Peter DeBoer a déclaré durant son point de presse qu’il ne s’inquiétait pas du tout. Mark Stone aussi, d’ailleurs.

Pourtant, comme cela avait été le cas lors des séries opposant le CH aux Maple Leafs et aux Jets, les gros canons des Golden Knights (Max Pacioretty, Mark Stone, Reilly Smith, Jonathan Marchessault et William Karlsson) n’ont toujours pas réussi à déjouer Price.

Si cette inquiétante tendance devait se poursuivre, quelles seraient les chances que Vegas parvienne à vaincre Montréal trois fois lors des quatre prochains matchs?


En fin de journée vendredi, quand la LNH a confirmé que Dominique Ducharme avait contracté la COVID-19, la plupart des observateurs s’attendaient à voir Joël Bouchard débarquer dans l’entourage de l’équipe pour prêter main-forte au groupe d’entraîneurs. Mais ça n’a pas été le cas.

Bouchard a joué dans la LNH. Il dirige des équipes de haut niveau depuis sept ans et sait comment gérer un banc. Il sait aussi comment Dominic Ducharme travaille, puisque les deux entraîneurs se côtoient professionnellement depuis 2008 et qu’ils ont dirigé Équipe Canada junior ensemble (Bouchard dans un rôle de DG). Sans compter le fait que Bouchard connaît l’organisation du CH sur le bout des doigts.

En lieu et place, le Canadien se retrouve avec son responsable des gardiens, Sean Burke, pour gérer l’utilisation les défenseurs durant les matchs. Mission délicate s’il en est une. En plus, Burke n’a aucune expérience derrière le banc.

L’ajout de Bouchard n’a pas été possible parce que l’organisation a mis fin au mandat de l’entraîneur-chef du Rocket la semaine dernière. Le groupe de jeunes réservistes (les Black Aces) qui s’entraînait à Laval afin de parer à d’éventuelles urgences a été dissous. Et en obtenant son congé, Bouchard s’est retrouvé à l’extérieur de la bulle, exclu du programme de dépistage quotidien de COVID-19.

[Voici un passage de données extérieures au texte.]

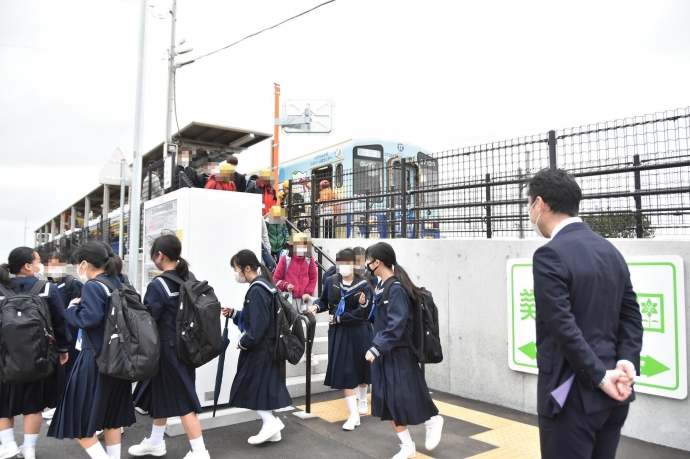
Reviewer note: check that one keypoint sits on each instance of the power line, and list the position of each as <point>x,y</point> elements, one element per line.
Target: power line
<point>264,30</point>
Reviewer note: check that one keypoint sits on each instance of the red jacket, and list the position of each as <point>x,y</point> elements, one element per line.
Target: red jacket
<point>301,274</point>
<point>214,184</point>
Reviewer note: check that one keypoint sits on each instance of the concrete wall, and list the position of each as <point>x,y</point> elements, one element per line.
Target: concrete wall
<point>468,280</point>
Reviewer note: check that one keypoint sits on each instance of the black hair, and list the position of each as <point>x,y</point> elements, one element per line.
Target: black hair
<point>558,189</point>
<point>170,246</point>
<point>56,256</point>
<point>99,254</point>
<point>247,258</point>
<point>15,262</point>
<point>383,252</point>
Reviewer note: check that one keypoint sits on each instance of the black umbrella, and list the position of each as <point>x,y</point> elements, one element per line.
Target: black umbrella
<point>221,365</point>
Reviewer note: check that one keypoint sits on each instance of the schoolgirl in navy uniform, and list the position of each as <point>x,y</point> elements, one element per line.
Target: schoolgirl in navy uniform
<point>348,335</point>
<point>399,392</point>
<point>30,399</point>
<point>93,401</point>
<point>258,384</point>
<point>172,391</point>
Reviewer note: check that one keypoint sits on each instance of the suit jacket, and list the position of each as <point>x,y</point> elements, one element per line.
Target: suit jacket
<point>587,316</point>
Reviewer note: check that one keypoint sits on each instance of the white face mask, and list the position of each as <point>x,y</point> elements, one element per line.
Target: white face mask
<point>56,271</point>
<point>40,272</point>
<point>535,225</point>
<point>344,270</point>
<point>82,277</point>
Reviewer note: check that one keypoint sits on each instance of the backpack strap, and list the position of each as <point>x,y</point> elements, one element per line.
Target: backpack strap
<point>336,279</point>
<point>69,281</point>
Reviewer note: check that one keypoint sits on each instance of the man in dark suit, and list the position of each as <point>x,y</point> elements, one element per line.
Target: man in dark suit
<point>589,327</point>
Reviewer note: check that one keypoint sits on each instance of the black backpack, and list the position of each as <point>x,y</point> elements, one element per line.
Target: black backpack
<point>290,338</point>
<point>131,345</point>
<point>426,343</point>
<point>27,342</point>
<point>198,330</point>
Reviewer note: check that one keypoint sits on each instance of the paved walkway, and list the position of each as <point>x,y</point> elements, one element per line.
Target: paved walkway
<point>472,430</point>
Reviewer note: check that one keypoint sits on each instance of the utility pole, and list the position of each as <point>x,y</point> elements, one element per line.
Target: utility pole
<point>135,204</point>
<point>171,75</point>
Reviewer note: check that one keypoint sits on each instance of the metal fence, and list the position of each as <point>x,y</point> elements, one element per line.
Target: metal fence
<point>634,174</point>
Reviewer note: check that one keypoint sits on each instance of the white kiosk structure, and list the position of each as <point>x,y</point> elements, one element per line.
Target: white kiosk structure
<point>212,225</point>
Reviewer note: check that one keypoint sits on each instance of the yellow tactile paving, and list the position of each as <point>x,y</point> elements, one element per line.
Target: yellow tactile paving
<point>472,416</point>
<point>509,435</point>
<point>502,453</point>
<point>333,411</point>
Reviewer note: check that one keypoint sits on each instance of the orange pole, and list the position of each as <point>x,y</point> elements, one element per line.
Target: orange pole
<point>276,131</point>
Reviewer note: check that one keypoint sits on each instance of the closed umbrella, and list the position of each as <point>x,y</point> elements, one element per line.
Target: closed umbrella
<point>221,365</point>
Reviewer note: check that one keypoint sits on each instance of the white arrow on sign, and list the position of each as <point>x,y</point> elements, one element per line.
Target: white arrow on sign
<point>110,174</point>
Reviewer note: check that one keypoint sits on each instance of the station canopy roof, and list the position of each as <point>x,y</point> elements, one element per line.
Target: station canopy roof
<point>210,137</point>
<point>194,136</point>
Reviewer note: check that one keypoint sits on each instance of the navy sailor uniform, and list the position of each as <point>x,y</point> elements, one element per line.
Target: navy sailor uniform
<point>258,384</point>
<point>92,401</point>
<point>398,390</point>
<point>34,397</point>
<point>67,296</point>
<point>349,338</point>
<point>172,392</point>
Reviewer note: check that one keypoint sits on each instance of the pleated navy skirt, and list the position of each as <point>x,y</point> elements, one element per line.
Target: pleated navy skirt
<point>347,346</point>
<point>92,402</point>
<point>28,398</point>
<point>172,392</point>
<point>257,384</point>
<point>398,391</point>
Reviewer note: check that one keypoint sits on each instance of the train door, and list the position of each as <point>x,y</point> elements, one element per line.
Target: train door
<point>317,175</point>
<point>396,177</point>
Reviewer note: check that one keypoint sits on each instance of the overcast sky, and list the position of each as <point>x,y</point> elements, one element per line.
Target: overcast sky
<point>440,74</point>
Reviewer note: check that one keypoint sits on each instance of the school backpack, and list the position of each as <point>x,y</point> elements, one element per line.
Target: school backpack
<point>426,342</point>
<point>131,345</point>
<point>198,321</point>
<point>290,339</point>
<point>27,341</point>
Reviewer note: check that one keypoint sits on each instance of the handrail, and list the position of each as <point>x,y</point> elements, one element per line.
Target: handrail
<point>308,350</point>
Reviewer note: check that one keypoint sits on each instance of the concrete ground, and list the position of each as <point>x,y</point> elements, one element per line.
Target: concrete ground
<point>472,430</point>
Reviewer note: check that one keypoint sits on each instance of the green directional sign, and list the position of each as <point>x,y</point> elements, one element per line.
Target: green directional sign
<point>658,283</point>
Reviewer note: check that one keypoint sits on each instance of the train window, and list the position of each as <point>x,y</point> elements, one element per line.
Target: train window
<point>428,178</point>
<point>339,175</point>
<point>368,171</point>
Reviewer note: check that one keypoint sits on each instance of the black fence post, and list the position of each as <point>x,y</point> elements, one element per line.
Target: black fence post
<point>403,199</point>
<point>488,206</point>
<point>639,230</point>
<point>313,215</point>
<point>552,149</point>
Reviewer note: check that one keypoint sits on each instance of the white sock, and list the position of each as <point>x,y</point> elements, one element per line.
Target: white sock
<point>405,438</point>
<point>157,434</point>
<point>7,436</point>
<point>97,452</point>
<point>30,440</point>
<point>266,416</point>
<point>198,445</point>
<point>113,450</point>
<point>352,405</point>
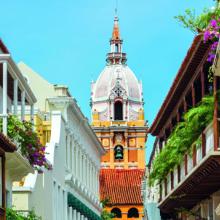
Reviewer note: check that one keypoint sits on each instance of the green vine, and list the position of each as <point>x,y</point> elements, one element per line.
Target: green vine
<point>181,139</point>
<point>28,141</point>
<point>14,215</point>
<point>198,23</point>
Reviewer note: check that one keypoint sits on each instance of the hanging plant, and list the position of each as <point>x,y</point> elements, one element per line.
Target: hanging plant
<point>208,23</point>
<point>28,142</point>
<point>181,139</point>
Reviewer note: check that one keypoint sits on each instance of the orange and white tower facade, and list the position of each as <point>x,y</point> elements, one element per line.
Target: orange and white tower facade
<point>118,121</point>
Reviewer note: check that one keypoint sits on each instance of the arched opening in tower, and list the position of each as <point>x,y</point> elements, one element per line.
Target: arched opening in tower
<point>118,110</point>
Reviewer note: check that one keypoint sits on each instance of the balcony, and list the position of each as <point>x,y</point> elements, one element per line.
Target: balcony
<point>16,98</point>
<point>195,178</point>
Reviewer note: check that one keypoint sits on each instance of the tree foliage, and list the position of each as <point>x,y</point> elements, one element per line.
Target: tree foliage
<point>14,215</point>
<point>198,23</point>
<point>22,133</point>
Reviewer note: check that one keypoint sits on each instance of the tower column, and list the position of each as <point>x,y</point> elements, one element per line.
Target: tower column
<point>111,150</point>
<point>126,151</point>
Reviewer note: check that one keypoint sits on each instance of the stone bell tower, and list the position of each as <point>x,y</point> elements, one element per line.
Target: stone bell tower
<point>118,121</point>
<point>118,111</point>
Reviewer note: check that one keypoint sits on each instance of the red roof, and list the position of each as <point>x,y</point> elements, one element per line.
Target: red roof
<point>121,186</point>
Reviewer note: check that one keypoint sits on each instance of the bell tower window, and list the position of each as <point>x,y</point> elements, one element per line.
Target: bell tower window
<point>118,152</point>
<point>118,111</point>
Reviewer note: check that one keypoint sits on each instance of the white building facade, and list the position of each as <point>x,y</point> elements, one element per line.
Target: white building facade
<point>14,93</point>
<point>71,189</point>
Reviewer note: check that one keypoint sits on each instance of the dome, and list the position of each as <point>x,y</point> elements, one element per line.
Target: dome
<point>114,75</point>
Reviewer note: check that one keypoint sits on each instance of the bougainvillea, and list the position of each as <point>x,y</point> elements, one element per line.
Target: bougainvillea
<point>212,34</point>
<point>29,144</point>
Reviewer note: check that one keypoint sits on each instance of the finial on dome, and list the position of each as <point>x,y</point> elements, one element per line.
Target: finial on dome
<point>116,32</point>
<point>116,56</point>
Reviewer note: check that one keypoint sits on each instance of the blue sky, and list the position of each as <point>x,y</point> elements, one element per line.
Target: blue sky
<point>66,42</point>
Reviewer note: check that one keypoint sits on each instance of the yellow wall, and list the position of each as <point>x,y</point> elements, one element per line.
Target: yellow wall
<point>133,142</point>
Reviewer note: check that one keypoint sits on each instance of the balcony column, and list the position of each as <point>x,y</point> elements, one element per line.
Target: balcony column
<point>178,116</point>
<point>186,164</point>
<point>86,171</point>
<point>185,105</point>
<point>126,152</point>
<point>193,96</point>
<point>5,97</point>
<point>32,114</point>
<point>22,105</point>
<point>203,82</point>
<point>112,110</point>
<point>124,110</point>
<point>15,101</point>
<point>215,118</point>
<point>203,144</point>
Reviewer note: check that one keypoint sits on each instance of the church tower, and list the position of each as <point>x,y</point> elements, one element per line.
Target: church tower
<point>118,121</point>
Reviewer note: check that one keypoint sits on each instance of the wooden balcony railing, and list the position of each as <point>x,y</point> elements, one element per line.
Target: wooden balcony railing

Il ne pouvait donc pas se joindre au Canadien quand le test positif de Dominique Ducharme a été confirmé. Et puisque Bouchard devrait se soumettre à une nouvelle période de quarantaine, il faut sans doute tenir pour acquis qu’on ne pourra avoir recours à ses services.

Dans la LNH, les réactions divergent par rapport à cette situation. Certains se demandent comment une organisation comme le Canadien a pu manquer de prudence et se priver d’une police d’assurance comme Bouchard, surtout après ce qui est arrivé à Claude Julien l’été dernier.

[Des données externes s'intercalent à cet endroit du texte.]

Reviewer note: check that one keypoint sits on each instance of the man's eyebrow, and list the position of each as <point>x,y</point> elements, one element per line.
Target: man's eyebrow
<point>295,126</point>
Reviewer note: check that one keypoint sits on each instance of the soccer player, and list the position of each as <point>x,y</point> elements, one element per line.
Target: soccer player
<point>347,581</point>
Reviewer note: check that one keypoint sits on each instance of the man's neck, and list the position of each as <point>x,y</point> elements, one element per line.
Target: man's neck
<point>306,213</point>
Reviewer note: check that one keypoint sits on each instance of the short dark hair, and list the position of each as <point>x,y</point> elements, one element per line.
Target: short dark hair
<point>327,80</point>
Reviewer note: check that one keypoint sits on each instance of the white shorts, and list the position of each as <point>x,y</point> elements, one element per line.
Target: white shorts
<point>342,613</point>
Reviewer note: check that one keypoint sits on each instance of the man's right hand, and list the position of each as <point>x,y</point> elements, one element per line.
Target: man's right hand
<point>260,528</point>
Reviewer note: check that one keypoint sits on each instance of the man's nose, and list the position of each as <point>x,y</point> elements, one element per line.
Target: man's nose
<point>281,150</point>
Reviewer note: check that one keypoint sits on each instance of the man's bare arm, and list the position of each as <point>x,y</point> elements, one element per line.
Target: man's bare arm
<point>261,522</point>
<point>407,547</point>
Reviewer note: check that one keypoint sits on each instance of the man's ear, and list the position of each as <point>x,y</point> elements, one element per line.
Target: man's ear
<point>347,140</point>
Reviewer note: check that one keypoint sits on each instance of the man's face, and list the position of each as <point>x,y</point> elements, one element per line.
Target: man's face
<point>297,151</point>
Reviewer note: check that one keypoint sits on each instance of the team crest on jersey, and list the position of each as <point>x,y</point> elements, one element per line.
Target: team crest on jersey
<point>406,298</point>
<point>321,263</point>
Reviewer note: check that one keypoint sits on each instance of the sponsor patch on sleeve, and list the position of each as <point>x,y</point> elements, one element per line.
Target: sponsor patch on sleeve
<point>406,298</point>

D’autres estiment que cette situation était hautement imprévisible. D’autant plus que le personnel de l’équipe était vacciné depuis neuf jours.

La loi de Murphy nous oblige maintenant à nous demander ce que Marc Bergevin ferait si un autre entraîneur remettait un test positif au cours des prochaines heures.

Il vaut mieux ne pas y penser.

Pour l’instant, grâce à Marc-André Fleury, tout va mieux.